Mountain man Pauline Weaver discovered gold in the Arroyo De La Teneja, on the eastern bank of the Colorado River, on January 12, 1862. His discovery triggered the Colorado River gold rush. La Paz grew in the spring of 1862 along the Colorado River to serve the miners washing placer gold in the La Paz Mining District. This district produced about 50,000 troy ounces of gold per year in 1863 and 1864. La Paz had a population of 1,500 and was a stage stop between Fort Whipple, Arizona, and San Bernardino, California. The town was the county seat of Yuma County from 1864 to 1870, and as the largest town in the territory in 1863 was considered for the Arizona territorial capital.

The placers were largely exhausted by 1863, but the community hung on as a shipping port for steamboats of the Colorado River and supply base until the Colorado River shifted its course westward in 1866, leaving La Paz landlocked.

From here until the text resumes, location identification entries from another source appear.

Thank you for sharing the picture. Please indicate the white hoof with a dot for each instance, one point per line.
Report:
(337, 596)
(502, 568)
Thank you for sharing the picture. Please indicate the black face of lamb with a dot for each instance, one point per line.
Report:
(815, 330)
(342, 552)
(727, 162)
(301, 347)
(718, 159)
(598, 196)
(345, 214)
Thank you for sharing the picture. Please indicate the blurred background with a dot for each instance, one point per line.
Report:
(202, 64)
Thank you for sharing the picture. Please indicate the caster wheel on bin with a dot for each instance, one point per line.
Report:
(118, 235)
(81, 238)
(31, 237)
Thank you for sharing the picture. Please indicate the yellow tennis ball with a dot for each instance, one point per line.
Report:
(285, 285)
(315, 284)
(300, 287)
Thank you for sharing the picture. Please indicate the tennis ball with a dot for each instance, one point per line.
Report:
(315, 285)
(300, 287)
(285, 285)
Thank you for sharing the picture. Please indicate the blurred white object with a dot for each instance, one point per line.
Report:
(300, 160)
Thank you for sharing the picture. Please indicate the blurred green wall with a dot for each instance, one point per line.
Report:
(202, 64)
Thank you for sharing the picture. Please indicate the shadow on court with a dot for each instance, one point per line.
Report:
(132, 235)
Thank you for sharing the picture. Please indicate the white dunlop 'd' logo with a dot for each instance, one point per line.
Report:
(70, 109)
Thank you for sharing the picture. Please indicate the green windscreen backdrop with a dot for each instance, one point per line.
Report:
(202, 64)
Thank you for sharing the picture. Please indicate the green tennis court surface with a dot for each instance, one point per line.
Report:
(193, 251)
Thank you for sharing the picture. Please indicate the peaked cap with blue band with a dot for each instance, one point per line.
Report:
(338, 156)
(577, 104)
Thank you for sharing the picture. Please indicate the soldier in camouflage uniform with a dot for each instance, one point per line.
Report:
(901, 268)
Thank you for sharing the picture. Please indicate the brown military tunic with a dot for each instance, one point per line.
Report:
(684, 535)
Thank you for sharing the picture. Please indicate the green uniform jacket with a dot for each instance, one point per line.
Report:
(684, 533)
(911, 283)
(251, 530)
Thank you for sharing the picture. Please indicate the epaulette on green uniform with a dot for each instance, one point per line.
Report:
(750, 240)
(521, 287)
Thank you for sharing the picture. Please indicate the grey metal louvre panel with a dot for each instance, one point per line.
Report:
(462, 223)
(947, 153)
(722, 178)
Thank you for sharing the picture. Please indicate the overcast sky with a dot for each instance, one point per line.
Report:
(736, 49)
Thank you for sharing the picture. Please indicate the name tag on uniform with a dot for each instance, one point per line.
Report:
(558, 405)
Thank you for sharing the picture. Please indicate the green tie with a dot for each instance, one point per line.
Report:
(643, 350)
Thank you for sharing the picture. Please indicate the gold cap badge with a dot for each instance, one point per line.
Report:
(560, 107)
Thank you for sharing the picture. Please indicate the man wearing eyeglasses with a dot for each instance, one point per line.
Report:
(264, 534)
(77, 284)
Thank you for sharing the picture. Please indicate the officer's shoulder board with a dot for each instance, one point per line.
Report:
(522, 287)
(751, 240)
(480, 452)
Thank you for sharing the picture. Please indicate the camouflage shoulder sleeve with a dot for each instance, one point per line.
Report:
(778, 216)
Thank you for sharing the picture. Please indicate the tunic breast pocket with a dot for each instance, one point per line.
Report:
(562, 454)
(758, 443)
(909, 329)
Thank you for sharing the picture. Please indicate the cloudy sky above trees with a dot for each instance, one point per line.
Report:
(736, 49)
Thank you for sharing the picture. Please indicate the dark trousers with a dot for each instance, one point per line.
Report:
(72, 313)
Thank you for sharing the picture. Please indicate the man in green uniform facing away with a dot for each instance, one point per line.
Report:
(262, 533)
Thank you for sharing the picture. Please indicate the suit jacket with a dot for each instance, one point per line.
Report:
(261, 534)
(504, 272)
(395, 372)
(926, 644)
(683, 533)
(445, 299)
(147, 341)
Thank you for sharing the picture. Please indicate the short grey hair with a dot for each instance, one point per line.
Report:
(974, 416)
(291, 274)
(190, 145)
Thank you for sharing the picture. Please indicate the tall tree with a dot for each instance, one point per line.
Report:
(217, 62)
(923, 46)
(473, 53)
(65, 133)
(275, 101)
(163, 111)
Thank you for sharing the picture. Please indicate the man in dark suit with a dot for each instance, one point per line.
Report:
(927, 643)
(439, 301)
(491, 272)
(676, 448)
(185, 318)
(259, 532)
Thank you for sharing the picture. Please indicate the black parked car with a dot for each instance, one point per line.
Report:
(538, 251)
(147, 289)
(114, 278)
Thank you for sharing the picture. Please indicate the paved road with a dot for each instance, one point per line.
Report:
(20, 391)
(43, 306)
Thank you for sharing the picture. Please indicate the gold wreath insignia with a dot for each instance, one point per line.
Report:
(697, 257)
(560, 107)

The shipping business was taken over by a new river town, Ehrenberg, six miles south. In 1870 the population of La Paz had declined to 254. In 1871 the county seat was moved to Arizona City, later renamed Yuma in 1873. The county records were shipped to Yuma by Captain Polyphemus in the Nina Tilden. La Paz was deserted by 1875 and as peaceful as its name.

Nothing remains of La Paz except a couple of crumbling stone foundations and a historical marker.

==Geography==
La Paz is located at , at an elevation of 300 ft above sea level.